A este panorama tan preocupante se añade el hecho que muchos de los postulados no cumplen con los requisitos para ser magistrados. En este sentido, la Constitución exige que para ser magistrado hay que ser “jurista de reconocida competencia” y “gozar de buena reputación” (artículo 263, numeral 2). Entre los postulados aparecen jueces y fiscales destituidos. Es posible que las causas no sean válidas, pero hasta que no se diga lo contrario, es muy dudosa “su reconocida competencia” y “su buena reputación”, y sobre todo, en los casos en que han sido destituidos por órganos del propio sistema de justicia, como ocurre generalmente, no deberían ser seleccionados para un cargo de máxima jerarquía en uno de esos órganos, como es el Tribunal Supremo de Justicia.

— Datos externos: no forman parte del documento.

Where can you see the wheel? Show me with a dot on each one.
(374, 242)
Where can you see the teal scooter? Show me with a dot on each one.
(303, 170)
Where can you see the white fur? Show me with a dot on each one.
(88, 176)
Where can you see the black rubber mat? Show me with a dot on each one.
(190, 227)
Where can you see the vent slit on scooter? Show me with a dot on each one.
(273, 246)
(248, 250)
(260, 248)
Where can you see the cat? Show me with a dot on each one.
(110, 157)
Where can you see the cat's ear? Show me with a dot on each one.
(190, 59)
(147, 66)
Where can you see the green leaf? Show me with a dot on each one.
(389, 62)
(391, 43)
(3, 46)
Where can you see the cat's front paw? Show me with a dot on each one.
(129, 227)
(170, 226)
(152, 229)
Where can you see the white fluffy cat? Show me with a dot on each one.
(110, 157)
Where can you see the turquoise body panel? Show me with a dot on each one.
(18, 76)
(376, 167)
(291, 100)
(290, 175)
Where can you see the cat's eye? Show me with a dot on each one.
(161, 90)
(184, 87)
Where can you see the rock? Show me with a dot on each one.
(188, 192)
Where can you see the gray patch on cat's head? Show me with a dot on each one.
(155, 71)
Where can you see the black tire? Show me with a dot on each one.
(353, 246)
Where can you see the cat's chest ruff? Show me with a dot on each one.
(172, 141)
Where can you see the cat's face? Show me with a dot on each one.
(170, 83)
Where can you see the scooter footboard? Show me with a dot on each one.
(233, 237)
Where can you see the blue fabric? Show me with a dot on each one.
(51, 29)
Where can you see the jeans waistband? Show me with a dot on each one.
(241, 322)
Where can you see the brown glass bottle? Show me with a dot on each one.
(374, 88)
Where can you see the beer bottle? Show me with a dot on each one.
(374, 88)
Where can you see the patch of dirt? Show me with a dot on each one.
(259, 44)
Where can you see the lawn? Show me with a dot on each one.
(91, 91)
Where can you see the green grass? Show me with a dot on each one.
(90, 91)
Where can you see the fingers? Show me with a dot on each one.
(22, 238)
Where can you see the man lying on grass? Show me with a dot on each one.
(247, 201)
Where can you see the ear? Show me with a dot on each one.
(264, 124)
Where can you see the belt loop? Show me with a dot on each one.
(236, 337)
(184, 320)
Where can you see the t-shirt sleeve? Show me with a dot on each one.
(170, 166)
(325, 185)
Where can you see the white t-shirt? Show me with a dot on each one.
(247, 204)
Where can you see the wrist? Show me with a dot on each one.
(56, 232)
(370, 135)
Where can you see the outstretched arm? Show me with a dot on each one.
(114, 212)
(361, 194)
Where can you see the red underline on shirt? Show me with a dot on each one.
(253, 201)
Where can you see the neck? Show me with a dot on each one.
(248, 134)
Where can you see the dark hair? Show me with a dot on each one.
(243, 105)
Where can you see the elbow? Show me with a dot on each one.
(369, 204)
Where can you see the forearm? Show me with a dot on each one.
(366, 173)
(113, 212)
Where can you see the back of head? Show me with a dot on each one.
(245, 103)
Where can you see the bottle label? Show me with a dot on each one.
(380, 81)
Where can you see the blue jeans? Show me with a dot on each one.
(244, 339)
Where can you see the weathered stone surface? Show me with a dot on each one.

Lo más grave es que el Presidente de la Asamblea Nacional anunció el 15 de diciembre que ese organismo nombrará a los magistrados el próximo 23 de diciembre lo que significa que no se abrirá el lapso para las audiencias a los objetados, ya que el Comité de Postulaciones aprobará a todos los postulados y entre ellos preseleccionará a algunos.

A este respecto, llama la atención que no se deje correr completo del lapso de impugnación y el Comité proceda a la primera preselección, faltando un solo día para su conclusión (vence el 24 no el 23); el Comité del Poder Ciudadano también lo haga antes del vencimiento de ese plazo, y asimismo, la propia Asamblea Nacional.

¿Y a ti venezolano cómo te afecta?

La elección de los magistrados del Tribunal Supremo de Justicia nos afecta a todos los venezolanos, porque si se escogen magistrados parcializados y dependientes de otros poderes del Estado o de intereses particulares o políticos, los ciudadanos no tendremos justicia, y sin justicia no hay ciudadanos.

La importancia de llevar adelante un proceso de selección acorde a la norma, resulta ahora más evidente a la luz del resultado electoral, que por las mismas declaraciones del Presidente de la República plantea un conflicto político y jurídico que puede ser resuelto en buena medida por el Tribunal Supremo de Justicia, por lo que se requiere para garantizar la democracia que sus magistrados sean imparciales e independientes políticamente para que puedan resolverlos de acuerdo al Derecho (Constitución y tratados internacionales de derechos humanos), y no a la política.